Say you have the intention to go to the gym today,
but without stopping to think you grab a pizza and you eat it
and you don't go to the gym.
Was that wisdom or was that freedom of choice?
Really, that was probably your unconscious habits running the show. Our lives are full of these
unconscious habits that are, without us realizing it, running the show. And in many cases, we pass
it off as us just living life or being spontaneous, but it's honestly the opposite. Some of these
habits are insignificant and others
will interfere greatly with our happiness and our well-being. Without restraint, we stay stuck in
the same old cycles and it keeps us bound and limited. Cheaters keep cheating on their partners
and destroying meaningful relationships. Unhealthy people keep eating unhealthy food that is making
them overweight and depressed. We can't break the cycle because we're allowing our unconscious habits to run the show.

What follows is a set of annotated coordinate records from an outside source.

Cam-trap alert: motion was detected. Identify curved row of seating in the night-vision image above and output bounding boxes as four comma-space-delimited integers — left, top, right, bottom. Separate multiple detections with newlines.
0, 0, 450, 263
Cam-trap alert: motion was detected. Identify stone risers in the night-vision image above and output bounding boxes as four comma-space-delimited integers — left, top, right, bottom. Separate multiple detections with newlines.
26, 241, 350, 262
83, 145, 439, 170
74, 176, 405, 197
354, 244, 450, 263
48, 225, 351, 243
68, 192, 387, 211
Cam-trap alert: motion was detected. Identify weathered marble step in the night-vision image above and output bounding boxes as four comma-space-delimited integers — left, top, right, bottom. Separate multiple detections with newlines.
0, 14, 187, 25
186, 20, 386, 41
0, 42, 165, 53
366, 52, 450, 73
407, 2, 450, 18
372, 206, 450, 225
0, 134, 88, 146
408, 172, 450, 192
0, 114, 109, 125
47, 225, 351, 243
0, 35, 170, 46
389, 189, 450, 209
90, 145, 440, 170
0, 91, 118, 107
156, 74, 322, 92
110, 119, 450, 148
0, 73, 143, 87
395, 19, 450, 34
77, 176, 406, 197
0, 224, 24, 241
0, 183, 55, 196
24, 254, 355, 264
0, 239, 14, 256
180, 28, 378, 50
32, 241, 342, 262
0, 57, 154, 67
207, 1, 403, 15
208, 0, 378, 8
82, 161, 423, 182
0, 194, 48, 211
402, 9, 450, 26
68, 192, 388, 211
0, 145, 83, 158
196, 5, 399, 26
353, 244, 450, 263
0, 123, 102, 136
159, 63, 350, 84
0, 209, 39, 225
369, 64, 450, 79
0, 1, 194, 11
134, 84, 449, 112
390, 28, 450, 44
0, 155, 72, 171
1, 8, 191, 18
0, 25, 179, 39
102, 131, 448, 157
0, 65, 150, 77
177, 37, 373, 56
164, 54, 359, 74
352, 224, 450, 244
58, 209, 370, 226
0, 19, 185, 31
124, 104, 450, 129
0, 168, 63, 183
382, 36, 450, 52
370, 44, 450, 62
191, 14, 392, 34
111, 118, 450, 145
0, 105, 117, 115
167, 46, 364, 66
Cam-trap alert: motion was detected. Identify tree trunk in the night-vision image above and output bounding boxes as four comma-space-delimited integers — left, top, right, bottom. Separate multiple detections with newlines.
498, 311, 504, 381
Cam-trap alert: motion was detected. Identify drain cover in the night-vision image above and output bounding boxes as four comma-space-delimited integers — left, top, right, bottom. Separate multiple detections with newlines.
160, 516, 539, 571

Restraining ourselves offers and creates a window of opportunity for change to happen.
When we pause before the habit has us barreling down the road,
which always leads to the same disappointing outcome,
we create a chance to finally discern between the appropriate, conscious, desired response
and the dangerous cyclical habit. We've all been there. The common meaning of the word restraint
speaks to holding ourself back and repressing and trying to keep cool, right? The implication
is that by restraining ourselves, we relinquish freedom and sacrifice spontaneity. That's what
people generally think when they think of restraint. They think of giving up your freedom and your spontaneity. But in fact, when I really, really think about it,
the opposite is true. Real freedom comes from not being ruled by our unconscious habitual patterns
and desires that are nearly always driven by fear, insecurities, or bad experiences from the past.
Real spontaneity arises when you have control.

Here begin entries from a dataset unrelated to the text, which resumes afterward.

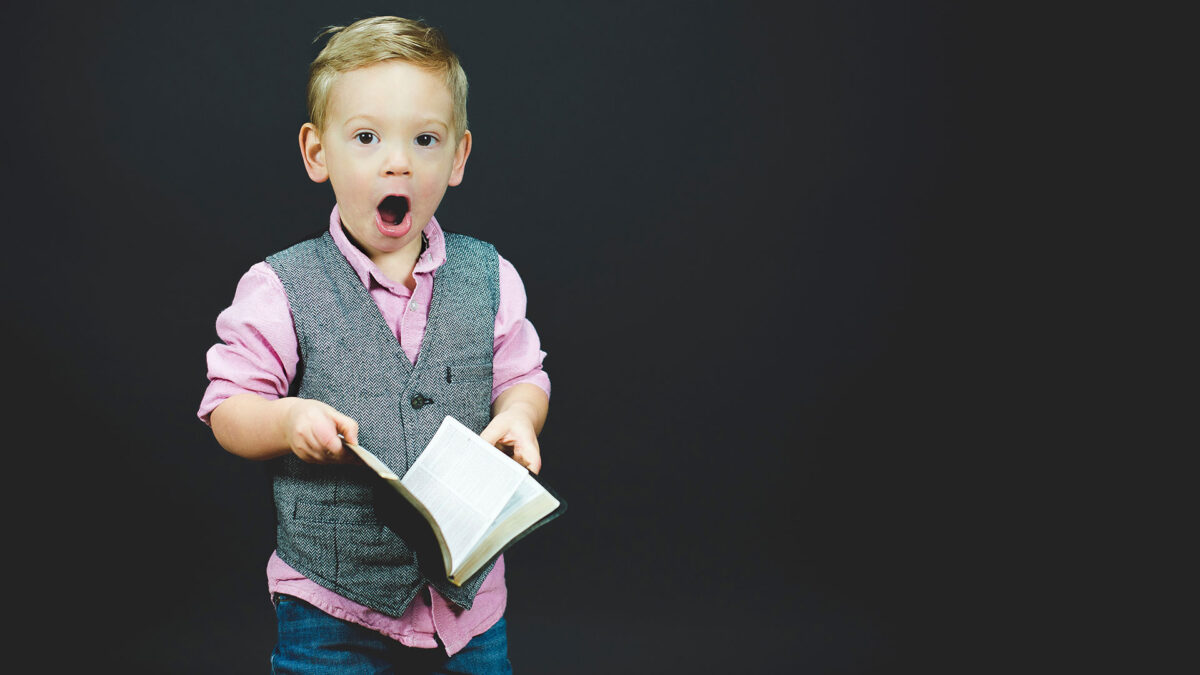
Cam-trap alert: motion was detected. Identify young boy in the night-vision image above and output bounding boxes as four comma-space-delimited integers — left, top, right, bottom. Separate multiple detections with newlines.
198, 17, 550, 673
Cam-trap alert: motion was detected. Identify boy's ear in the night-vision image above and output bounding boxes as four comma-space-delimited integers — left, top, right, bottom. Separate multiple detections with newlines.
300, 121, 329, 183
448, 131, 470, 187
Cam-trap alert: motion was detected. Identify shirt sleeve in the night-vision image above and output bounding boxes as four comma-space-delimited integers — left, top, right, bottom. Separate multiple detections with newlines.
492, 256, 550, 402
197, 262, 300, 424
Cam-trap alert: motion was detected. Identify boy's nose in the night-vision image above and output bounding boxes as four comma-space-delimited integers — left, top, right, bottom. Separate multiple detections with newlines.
383, 148, 412, 175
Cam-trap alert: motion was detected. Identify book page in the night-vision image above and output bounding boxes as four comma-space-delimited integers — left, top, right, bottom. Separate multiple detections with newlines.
450, 474, 559, 584
401, 417, 528, 566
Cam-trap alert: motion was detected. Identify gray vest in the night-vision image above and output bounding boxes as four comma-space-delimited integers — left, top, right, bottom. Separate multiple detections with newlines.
266, 232, 499, 616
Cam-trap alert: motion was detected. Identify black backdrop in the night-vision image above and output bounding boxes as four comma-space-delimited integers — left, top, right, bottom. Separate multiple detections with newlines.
4, 1, 1032, 674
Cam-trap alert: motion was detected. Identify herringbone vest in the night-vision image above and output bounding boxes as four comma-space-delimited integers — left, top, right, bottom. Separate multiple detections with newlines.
266, 232, 499, 616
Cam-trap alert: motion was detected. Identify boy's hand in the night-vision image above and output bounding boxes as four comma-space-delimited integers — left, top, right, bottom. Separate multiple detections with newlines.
283, 399, 360, 464
480, 410, 541, 473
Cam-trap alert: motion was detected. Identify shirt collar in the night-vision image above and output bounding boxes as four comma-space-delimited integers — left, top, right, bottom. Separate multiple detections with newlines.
329, 204, 446, 287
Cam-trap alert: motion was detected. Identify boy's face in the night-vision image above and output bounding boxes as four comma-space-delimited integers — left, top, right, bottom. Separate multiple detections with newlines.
300, 61, 470, 263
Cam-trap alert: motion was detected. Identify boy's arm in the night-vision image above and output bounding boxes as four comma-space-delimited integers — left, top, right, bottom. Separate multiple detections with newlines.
210, 394, 359, 464
480, 382, 550, 473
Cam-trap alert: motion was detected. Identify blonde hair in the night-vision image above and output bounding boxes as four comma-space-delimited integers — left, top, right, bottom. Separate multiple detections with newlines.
308, 17, 467, 141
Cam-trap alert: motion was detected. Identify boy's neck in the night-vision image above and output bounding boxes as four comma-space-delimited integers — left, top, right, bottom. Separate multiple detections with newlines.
342, 225, 430, 291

It arises from the space that remains when the habits are put to rest and when you have
control and clarity to make the decision on your own. I have not been in control in so many elements
of my life when it comes to trying to achieve a certain outcome, whether that's trying to get big
muscles in the gym or trying to be,
listen, I've never cheated on anybody,
just for the record.
But I think I've avoided relationships in the past
because I was unsure whether I could commit to somebody
because of my lack of restraint in certain situations.
How I've gotten to 26 and not cheated on anybody
is because I've avoided relationships, right?

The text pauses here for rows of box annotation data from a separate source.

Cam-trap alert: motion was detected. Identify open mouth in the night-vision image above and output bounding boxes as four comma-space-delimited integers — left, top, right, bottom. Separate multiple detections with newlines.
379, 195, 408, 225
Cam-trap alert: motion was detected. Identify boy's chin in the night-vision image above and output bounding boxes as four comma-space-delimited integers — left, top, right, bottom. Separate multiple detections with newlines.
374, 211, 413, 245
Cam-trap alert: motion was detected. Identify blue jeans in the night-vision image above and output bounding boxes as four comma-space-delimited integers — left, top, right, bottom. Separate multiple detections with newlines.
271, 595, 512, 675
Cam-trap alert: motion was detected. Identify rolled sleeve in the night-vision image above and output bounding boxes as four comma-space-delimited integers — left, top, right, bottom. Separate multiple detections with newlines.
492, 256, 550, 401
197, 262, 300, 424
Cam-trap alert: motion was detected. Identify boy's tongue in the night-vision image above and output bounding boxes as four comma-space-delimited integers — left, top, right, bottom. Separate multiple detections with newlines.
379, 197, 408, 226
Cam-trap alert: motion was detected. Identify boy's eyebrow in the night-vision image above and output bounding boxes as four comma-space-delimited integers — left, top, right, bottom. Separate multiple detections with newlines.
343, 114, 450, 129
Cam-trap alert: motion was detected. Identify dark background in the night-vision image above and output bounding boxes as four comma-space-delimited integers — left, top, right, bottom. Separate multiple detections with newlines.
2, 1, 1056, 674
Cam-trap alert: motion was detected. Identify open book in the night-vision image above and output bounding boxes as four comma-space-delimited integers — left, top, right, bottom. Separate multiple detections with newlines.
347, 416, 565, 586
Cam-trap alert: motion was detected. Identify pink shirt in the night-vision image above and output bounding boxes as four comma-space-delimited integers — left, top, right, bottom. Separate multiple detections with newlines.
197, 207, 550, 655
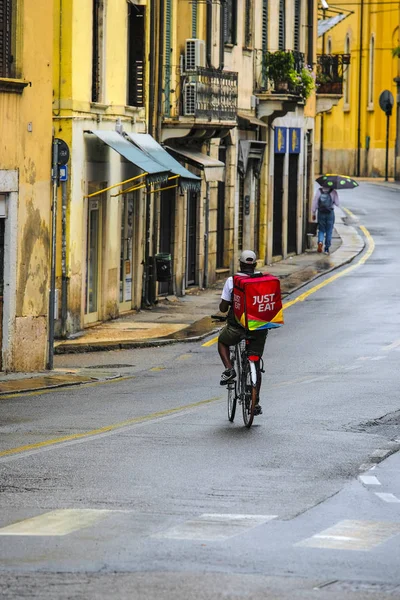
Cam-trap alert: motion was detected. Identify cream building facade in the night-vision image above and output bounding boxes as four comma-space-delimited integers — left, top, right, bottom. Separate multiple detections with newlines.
0, 0, 53, 372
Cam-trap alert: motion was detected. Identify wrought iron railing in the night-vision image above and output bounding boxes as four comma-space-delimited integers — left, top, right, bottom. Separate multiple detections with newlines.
316, 54, 350, 94
180, 67, 238, 121
256, 50, 306, 95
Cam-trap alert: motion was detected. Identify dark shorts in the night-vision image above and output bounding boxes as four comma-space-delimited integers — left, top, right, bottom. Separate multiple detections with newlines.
218, 321, 268, 356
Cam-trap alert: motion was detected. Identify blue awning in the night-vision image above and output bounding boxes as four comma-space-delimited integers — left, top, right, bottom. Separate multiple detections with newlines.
92, 130, 171, 183
126, 133, 201, 192
318, 11, 352, 37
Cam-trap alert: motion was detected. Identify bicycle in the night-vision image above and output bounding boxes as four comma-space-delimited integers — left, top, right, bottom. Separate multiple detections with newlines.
212, 315, 265, 428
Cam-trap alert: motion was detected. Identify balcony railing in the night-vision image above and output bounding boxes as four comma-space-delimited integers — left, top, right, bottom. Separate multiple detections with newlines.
316, 54, 350, 95
180, 67, 238, 121
256, 50, 305, 96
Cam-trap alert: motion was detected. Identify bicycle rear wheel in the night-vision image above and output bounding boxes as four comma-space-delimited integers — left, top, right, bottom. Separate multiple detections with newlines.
227, 347, 239, 423
242, 359, 257, 428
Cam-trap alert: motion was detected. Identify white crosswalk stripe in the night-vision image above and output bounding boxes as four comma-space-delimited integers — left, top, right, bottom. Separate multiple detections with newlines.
152, 514, 276, 542
295, 520, 400, 550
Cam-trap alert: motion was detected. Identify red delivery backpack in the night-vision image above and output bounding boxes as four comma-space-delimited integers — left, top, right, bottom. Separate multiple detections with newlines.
233, 273, 283, 331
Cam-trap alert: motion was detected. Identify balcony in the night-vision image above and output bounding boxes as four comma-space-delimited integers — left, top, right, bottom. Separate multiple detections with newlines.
316, 54, 350, 113
180, 67, 238, 121
255, 50, 308, 119
162, 67, 238, 141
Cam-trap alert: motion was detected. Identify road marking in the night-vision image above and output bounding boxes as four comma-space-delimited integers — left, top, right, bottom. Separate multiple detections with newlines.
381, 339, 400, 352
375, 492, 400, 503
0, 396, 221, 459
0, 509, 119, 536
0, 375, 136, 401
295, 520, 400, 550
152, 514, 276, 542
202, 221, 375, 347
358, 475, 381, 485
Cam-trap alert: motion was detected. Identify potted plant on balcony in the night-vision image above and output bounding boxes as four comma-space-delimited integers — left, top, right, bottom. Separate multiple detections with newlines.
264, 50, 296, 93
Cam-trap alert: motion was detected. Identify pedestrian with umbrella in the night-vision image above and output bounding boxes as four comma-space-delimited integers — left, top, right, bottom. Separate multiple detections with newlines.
311, 175, 358, 254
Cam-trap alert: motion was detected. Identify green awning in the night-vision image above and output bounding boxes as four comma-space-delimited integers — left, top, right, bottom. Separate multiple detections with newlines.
91, 130, 171, 183
126, 133, 201, 192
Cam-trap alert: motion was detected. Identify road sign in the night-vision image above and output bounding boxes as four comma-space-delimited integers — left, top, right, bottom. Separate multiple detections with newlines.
379, 90, 394, 117
54, 138, 69, 166
59, 165, 68, 181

I'm just being completely honest.
If this makes me sound like a dick,
then listen, you listen to this podcast for honesty, right? And I used to think
that being able to get whatever I wanted in life was the key to my happiness. But the problem I
encountered in all areas of my life was that you often can't have everything you want, because
some things exist in opposition to something else that you want. You can't have waffles
for breakfast every morning whilst having a six pack and a great physique every day. I couldn't start a successful business
at 18 years old whilst also maintaining a great social life and never missing a night out with
my friends. You can't kiss all the girls and boys that you meet that you think are pretty while
still maintaining a meaningful relationship with a girlfriend or boyfriend. Things exist in contrast
and in conflict, right? I'll be honest
with you. At times, I felt so frustrated that I can't have the best of both worlds in my life.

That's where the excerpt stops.